BFH, Urteil III R 9/23 vom 16.01.2025
Leitsatz
- Es ist nicht ausgeschlossen, dass sich das Finanzgericht die Überzeugung vom Vorliegen einer seelischen Behinderung aufgrund eines retrospektiven Gutachtens eines psychologischen Psychotherapeuten bildet.
- Maßgebliches Kriterium für die Auswahl eines geeigneten Sachverständigen ist dessen Sachkunde in Bezug auf die Beweisfrage.
Hintergrund der Entscheidung
Das Urteil des Bundesfinanzhofs (BFH) vom 16. Januar 2025 (III R 9/23) behandelt die Frage, unter welchen Voraussetzungen ein retrospektives Gutachten als Nachweis für eine seelische Behinderung im Zusammenhang mit Kindergeldansprüchen anerkannt werden kann. Zudem wird geklärt, welche Kriterien für die Auswahl eines geeigneten Sachverständigen maßgeblich sind.
Entscheidung des BFH
Der BFH stellte fest, dass ein Finanzgericht seine Überzeugung vom Vorliegen einer seelischen Behinderung auch auf ein retrospektives Gutachten eines psychologischen Psychotherapeuten stützen kann.
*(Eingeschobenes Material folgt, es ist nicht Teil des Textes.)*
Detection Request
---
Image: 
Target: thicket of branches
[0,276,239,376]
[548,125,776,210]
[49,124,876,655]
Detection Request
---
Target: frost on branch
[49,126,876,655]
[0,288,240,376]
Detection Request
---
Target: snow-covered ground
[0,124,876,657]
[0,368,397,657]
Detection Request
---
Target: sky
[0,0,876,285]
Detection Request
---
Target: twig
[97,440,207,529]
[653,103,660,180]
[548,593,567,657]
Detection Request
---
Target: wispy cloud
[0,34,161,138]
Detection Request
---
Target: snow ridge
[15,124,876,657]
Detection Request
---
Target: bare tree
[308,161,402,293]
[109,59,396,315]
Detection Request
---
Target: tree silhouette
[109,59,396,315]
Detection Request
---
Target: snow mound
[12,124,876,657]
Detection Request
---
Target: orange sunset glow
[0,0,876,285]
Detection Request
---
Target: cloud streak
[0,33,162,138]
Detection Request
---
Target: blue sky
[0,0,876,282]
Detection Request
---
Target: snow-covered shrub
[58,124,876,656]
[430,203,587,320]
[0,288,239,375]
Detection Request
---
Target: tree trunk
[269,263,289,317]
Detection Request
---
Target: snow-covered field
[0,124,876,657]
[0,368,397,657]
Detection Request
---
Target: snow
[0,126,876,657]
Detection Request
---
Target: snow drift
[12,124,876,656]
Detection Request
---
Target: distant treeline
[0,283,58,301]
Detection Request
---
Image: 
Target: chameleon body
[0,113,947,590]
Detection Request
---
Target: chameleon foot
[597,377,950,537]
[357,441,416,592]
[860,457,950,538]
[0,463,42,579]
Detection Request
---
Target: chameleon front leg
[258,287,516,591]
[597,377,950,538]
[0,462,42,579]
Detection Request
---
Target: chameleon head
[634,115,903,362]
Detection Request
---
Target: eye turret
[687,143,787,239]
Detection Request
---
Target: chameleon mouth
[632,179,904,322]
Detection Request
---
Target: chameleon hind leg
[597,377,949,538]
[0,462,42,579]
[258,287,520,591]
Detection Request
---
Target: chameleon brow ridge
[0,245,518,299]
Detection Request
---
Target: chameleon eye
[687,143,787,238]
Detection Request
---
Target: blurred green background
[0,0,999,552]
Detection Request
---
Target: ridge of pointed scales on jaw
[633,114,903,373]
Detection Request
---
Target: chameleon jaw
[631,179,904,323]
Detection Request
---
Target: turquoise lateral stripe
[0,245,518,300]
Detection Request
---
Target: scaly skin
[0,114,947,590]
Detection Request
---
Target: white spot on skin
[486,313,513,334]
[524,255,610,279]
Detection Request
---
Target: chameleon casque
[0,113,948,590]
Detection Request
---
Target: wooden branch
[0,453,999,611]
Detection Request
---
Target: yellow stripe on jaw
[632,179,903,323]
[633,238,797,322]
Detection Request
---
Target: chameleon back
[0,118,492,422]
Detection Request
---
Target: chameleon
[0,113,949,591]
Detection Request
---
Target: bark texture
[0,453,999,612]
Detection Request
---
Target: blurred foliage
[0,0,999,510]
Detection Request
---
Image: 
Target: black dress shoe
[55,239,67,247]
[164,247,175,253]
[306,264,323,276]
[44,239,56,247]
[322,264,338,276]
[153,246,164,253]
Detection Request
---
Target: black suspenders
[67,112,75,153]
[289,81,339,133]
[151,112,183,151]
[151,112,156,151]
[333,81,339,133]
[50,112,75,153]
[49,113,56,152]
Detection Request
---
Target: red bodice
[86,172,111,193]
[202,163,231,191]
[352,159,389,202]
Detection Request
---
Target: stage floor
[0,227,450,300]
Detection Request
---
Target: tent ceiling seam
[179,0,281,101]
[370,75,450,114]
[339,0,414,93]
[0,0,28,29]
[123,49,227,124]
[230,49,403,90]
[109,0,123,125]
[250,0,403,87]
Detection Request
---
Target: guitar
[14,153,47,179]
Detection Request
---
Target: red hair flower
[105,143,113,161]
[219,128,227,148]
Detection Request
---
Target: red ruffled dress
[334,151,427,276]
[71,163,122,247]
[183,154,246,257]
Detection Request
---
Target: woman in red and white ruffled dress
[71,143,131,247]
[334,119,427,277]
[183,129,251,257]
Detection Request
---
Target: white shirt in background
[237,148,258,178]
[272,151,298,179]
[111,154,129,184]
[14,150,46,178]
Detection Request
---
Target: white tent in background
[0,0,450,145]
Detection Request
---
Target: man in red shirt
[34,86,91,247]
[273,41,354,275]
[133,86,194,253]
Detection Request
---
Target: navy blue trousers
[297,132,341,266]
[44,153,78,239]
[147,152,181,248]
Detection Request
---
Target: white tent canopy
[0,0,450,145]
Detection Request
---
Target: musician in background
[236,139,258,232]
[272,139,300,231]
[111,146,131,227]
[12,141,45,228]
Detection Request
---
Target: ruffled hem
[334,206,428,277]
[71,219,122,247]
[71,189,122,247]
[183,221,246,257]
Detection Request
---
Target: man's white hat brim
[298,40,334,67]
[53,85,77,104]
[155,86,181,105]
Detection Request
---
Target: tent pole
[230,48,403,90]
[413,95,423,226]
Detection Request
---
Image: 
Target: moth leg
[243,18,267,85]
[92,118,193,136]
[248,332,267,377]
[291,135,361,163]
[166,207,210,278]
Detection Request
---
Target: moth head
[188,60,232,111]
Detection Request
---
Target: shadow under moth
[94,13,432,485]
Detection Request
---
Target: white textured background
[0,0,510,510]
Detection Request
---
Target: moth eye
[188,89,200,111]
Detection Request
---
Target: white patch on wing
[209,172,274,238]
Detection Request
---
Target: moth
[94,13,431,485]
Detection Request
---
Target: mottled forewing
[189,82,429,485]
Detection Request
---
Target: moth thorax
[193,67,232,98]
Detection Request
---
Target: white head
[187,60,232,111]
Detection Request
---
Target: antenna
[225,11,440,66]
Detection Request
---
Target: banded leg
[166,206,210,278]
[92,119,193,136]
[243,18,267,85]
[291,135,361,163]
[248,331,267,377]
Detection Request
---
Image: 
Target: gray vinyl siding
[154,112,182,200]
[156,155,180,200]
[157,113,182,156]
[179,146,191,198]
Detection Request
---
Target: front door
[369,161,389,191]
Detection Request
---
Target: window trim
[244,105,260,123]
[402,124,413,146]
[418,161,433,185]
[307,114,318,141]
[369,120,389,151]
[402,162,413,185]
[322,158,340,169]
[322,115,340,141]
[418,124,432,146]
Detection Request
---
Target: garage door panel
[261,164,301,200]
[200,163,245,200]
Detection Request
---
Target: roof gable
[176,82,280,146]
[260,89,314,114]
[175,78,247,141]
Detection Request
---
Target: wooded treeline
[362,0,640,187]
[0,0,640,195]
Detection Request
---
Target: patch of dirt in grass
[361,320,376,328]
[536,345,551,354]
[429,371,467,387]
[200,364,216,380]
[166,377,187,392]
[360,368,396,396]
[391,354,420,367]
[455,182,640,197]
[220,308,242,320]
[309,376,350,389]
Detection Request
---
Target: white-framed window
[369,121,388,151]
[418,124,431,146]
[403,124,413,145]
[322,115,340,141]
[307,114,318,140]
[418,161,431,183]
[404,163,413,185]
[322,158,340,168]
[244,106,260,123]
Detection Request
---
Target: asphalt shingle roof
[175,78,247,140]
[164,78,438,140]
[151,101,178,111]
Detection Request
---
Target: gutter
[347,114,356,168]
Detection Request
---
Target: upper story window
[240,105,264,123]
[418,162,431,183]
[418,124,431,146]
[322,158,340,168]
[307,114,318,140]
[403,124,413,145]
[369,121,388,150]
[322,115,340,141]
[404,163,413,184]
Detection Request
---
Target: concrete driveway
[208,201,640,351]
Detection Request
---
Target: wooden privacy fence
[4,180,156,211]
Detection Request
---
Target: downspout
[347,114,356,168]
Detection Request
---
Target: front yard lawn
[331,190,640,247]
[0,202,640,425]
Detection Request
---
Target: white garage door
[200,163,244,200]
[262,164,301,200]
Entscheidend ist dabei die Sachkunde des Gutachters in Bezug auf die konkrete Beweisfrage. Die Finanzgerichte haben bei der Auswahl des Sachverständigen einen Beurteilungsspielraum, der sicherstellen soll, dass die fachliche Kompetenz des Gutachters zur Klärung des Sachverhalts ausreicht.
Diese Entscheidung stärkt die Möglichkeiten von Antragstellern, ihren Anspruch auf Kindergeld wegen einer seelischen Behinderung nachzuweisen, insbesondere wenn keine frühere Diagnostik oder zeitnahe Gutachten vorliegen.
Auswirkungen auf die Praxis
- Eltern und Sorgeberechtigte können sich auf retrospektive Gutachten stützen, um den Nachweis einer seelischen Behinderung für den Kindergeldanspruch zu erbringen.
- Finanzgerichte müssen bei der Auswahl eines Sachverständigen primär auf dessen Fachkompetenz zur Klärung der relevanten Beweisfrage achten.
- Antragsteller haben dadurch eine bessere rechtliche Position, wenn erst später ein Gutachten zur seelischen Behinderung vorliegt.
Fazit
Das Urteil bringt Klarheit darüber, dass retrospektive Gutachten durch psychologische Psychotherapeuten als Beweis für eine seelische Behinderung herangezogen werden können. Zudem betont der BFH, dass die Auswahl eines Sachverständigen vor allem von dessen Sachkunde abhängt. Diese Entscheidung kann insbesondere für Familien mit später diagnostizierten Behinderungen von Bedeutung sein.